この本の主張は、生物の知覚体験は、感覚入力から外界を予測することで成立しているというものです。
例えば、ある音が聞こえたとして、それがなんなのかを予測(或いは推測と言った方が良いかも知れません)するのことが知覚体験の本質ということです。そしてその外界の実体との予測誤差をより少なくすることが、正確な認知、外界把握、気づきに至り、変化する環境の中で生き抜く力につながっていく。「気づき」という言葉を私も良く使いますが、予測と感覚入力との誤差から、新たな予測を作り出すことが所謂「気づき」ということなのでしょう。
これは、我々が外界などを直接認知することは出来ず、捉えたと思った世界像は自らが間接的に作り出した自己の認識世界に過ぎないという、仏教の唯識の理論によく似ています。
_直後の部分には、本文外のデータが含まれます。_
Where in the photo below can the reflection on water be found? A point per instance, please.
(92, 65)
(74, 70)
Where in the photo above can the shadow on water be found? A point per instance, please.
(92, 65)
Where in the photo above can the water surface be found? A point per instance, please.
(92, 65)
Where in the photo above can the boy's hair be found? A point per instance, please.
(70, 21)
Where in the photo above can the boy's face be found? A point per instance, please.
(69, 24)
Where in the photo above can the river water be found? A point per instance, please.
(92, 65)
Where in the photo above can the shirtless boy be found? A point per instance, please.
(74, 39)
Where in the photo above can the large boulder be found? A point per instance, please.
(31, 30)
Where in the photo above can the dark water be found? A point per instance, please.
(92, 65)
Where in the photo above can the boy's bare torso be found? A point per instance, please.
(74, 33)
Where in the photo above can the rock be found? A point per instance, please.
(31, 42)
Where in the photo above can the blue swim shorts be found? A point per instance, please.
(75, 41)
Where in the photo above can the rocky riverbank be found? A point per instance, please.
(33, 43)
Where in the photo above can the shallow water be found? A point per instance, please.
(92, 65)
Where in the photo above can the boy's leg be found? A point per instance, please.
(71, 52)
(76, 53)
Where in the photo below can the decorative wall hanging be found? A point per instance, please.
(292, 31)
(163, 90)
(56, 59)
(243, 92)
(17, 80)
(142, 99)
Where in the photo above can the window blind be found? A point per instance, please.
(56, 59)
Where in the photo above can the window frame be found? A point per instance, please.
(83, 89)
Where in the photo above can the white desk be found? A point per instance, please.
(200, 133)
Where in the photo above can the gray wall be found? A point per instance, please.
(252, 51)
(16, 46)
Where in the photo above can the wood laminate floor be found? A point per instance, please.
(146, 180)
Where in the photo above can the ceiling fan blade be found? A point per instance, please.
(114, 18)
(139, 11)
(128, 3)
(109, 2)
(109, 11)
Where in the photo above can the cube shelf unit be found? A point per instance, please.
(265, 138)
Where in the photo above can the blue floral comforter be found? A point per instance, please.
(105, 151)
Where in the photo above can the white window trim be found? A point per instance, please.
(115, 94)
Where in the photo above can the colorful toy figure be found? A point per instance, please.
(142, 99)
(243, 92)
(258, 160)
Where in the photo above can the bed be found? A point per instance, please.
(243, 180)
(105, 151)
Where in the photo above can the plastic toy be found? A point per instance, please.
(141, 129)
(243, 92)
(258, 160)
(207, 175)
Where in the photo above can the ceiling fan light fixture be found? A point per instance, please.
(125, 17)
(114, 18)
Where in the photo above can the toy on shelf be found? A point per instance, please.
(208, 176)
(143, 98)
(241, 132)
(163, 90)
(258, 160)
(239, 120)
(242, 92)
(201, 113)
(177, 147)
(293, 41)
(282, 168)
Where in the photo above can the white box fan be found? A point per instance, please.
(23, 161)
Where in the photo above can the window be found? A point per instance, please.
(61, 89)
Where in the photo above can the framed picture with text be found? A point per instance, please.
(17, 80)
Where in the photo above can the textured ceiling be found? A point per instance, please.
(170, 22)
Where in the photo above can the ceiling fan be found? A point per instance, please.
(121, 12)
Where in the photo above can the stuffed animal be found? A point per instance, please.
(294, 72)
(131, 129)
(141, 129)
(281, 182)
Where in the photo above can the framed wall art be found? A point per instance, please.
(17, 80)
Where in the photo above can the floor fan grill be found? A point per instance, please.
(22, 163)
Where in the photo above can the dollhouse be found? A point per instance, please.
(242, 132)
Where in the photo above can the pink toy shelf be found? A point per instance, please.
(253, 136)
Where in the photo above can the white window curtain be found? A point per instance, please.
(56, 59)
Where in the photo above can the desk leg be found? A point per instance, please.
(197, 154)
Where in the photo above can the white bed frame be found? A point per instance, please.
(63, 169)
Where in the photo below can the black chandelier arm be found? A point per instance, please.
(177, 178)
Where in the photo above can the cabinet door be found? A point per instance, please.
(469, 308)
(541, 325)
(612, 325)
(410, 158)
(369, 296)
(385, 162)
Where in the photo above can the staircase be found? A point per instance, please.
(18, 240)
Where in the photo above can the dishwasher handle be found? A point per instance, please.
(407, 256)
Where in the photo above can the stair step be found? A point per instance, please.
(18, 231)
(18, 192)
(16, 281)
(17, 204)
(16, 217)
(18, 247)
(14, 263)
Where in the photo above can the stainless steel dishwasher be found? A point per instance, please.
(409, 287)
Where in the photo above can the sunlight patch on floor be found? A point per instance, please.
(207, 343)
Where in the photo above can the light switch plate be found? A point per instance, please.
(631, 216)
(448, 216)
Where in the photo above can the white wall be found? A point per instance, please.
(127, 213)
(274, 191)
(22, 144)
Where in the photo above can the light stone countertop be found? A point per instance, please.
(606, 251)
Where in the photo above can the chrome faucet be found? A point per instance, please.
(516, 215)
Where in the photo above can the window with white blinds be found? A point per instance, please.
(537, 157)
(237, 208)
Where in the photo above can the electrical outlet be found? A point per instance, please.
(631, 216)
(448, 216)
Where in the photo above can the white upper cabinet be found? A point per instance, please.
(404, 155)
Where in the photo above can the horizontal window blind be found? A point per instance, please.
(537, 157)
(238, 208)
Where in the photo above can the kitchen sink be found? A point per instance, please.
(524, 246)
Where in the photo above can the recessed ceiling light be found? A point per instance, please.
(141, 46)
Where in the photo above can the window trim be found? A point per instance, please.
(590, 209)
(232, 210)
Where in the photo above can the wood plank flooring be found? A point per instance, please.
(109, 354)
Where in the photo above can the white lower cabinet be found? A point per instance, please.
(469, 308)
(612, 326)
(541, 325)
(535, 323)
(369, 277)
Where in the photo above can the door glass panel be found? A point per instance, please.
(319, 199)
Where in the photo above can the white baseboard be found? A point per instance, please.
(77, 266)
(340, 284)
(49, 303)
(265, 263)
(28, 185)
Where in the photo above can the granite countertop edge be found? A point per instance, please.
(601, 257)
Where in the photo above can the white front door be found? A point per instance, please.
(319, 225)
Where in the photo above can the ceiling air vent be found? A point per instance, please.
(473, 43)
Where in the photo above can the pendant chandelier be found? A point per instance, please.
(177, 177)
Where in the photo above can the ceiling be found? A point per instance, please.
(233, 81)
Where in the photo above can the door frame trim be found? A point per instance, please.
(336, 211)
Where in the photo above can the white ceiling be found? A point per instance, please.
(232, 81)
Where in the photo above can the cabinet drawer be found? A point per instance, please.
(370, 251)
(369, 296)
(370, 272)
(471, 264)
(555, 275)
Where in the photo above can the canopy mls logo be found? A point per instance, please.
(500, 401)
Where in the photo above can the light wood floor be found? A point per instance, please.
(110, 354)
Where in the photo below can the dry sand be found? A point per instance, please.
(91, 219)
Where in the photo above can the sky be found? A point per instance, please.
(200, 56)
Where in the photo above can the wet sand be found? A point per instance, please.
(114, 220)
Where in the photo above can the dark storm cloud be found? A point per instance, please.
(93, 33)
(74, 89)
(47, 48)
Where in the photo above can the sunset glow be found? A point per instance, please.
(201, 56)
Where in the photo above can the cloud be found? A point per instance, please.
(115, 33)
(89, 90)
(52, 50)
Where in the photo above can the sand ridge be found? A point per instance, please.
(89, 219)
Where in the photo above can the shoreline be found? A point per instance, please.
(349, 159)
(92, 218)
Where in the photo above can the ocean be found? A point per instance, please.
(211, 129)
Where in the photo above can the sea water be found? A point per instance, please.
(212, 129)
著者はまた、このメカニズムによれば、私たちは自然の因果的機構における単なる歯車であり、感覚入力のベールに隠された、外界に対置される精神の孤島であると理解できると述べています。神経科学が進歩が、仏教的叡智に接近したということなのでしょうか。
開院6周年を迎え、日々の診療を、お互いの心を柔軟に保ち、新たな気づきへと誘う場へとして行けるように、努力し続けたいと思います。